Всякую фразу Мельгунов начинал произносить осторожно, вполтона, но, едва начав, распалялся и заканчивал крикливым фальцетом.
– Ну что ж. – Забелину ничего не оставалось, как откланяться. – Похоже, не судьба мне тебя сегодня проводить, Наталья. Придется Максом удовольствоваться. Но в ближайшие же дни я у твоих ног. А с тобой, Макс, завтра же созвонимся. – Он успокаивающе пожал локоть взволнованному другу. – Юрий Игнатьевич, и все-таки если какая помощь…
– Прощайте, Алексей Павлович.
– Алеша! Куда же? У меня как раз чай. – Из кухни на крики выбежала Майя Павловна. – Юра! Что же это? Снова за свое!
Быстро поцеловав ее в щечку, Забелин вышел.

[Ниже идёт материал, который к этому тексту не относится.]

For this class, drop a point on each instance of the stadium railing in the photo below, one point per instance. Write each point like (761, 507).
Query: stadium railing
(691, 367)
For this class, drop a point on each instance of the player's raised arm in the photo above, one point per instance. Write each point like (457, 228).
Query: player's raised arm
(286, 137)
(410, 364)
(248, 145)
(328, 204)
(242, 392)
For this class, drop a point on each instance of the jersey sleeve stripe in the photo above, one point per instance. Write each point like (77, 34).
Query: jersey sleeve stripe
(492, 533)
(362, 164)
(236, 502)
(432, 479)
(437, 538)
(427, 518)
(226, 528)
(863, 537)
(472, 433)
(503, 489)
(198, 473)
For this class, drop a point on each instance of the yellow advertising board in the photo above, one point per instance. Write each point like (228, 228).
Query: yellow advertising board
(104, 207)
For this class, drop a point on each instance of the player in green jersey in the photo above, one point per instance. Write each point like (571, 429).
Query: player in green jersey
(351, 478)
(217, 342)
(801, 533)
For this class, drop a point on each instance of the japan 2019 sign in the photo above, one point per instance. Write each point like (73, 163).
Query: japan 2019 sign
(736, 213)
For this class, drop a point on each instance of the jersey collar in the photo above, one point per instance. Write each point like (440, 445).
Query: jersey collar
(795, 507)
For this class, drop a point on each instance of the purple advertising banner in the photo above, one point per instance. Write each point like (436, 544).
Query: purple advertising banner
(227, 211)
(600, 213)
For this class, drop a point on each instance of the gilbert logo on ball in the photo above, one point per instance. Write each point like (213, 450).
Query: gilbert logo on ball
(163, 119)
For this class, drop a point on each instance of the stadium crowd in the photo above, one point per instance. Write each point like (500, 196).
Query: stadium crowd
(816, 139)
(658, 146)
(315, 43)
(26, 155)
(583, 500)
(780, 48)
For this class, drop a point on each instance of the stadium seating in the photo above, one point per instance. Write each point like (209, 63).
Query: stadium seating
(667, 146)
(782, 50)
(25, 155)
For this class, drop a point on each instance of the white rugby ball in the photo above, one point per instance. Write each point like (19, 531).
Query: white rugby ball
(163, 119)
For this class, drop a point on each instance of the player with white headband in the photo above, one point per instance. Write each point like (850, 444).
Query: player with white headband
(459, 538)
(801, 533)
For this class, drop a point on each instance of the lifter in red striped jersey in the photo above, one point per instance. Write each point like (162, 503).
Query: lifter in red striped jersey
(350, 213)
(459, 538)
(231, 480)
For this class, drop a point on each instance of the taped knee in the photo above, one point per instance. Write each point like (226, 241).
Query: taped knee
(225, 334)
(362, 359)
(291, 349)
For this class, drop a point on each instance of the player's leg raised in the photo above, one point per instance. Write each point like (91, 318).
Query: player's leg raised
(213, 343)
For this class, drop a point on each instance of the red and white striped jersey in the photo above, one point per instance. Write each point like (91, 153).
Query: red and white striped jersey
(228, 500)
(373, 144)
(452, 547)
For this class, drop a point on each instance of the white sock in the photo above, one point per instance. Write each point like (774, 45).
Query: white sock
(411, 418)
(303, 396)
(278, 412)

– Смотри, не обмани опять лет на десять! – стараясь выглядеть веселой, крикнула вслед Наталья.
Максим и Наталья неспешно шли по морозной ночной Профсоюзной. Было скользко, и он поддерживал ее за локоть, но больше потому, что хотелось непрерывно ощущать ее присутствие. Что-то весело врал, искательно заглядывая в глаза. А она отвечала слабой, углубленной в себя улыбкой, изредка разражаясь неестественным смехом.
– Холодно, – у метро «Академическая» Наталья остановилась. Будто ненароком, глянула на часы.
– Пренепременно надо согреться! – Максим сделал вид, что не понял намека. – Пристрастий не поменяла?.. Тогда, само собой, «Алиготе».
Не дав возразить, он заскочил в застекленный магазинчик и вышел с бутылкой сухого вина, пробку из которой успел выдрать, и плиточкой шоколада.
– Что, прямо на улице? – усмехнулась Наталья. – Надеялась, что ты посолиднел.
– По счастью, нет, – Максим протянул ей бутылку. – Ну, как в прежние времена, – за нас, молодых, красивых. – За вас, за вас, – убедившись, что рядом никого нет, Наталья сделала несколько быстрых глотков.
– Шоколадочку, шоколадочку вдогонку, – захлопотал Флоровский. – Ну, и мы следком. Он раскрутил бутылку, закинул голову, и сухое, пенясь бурлящим водоворотом, устремилось в подставленную глотку.
– Что ж, – Наталья стянула перчатку, – надолго не прощаюсь, Теперь, наверное, будем видеться – в институте. Кстати, уже завтра.
– Как ты здесь, Наталка? – выдавил Максим то, что не решался произнести все это время.
– Если одним словом, – в голове Натальи слегка зашумело. – Набить бы тебе морду, Флоровский.
– Что набить? Прибить мало, – охотно согласился он. – Я уж и сам себя давно полосую. Как про тебя подумаю, так – по мозгам, по мозгам! А как твой сынишка?
Перед словом «сынишка» он сделал едва заметную заминку, и Наталья поняла, – подзабыл имя.
– Растет. Самое нелепое – до сих пор тебя вспоминает. И было-то тогда три-четыре года. А вот поди ж – запал чем-то. Умеешь ты, Флоровский, без мыла в душу влезть.
– Это мы – бойцы! – Максим воодушевился и даже набрался смелости погладить ее по плечу. Отвечая на подозрительный взгляд Натальи, хитро подмигнул. – Так помнит же до сих пор. А стало быть, другого дяди перед глазами не было! Каков я могучий аналитик, а?!
– Просто уникальный.
– Господи, Наташечка, – голос Максима задрожал. – Столько представлял встречу нашу. Боялся. А увидел: не поверишь – прямо обвал. Смотрю – не налюбуюсь. Нет, конечно, и внешне – супер. Но главное, чего понять не могу: как ты во всем этом сраче себя сохранить ухитрилась. Не надломилась, не перевернулась. Ведь красивая, обаятельнейшая баба, – кто б такую на содержание не взял? А вот сама встала на ноги. Сына вырастила. Может, в генах какая-то защита против пошлости заложена?
– Ну, довольно в самом деле, – Наталья вдруг подняла руку, и проезжавший мимо «Жигуль», со свистом притормозив, подрулил к обочине.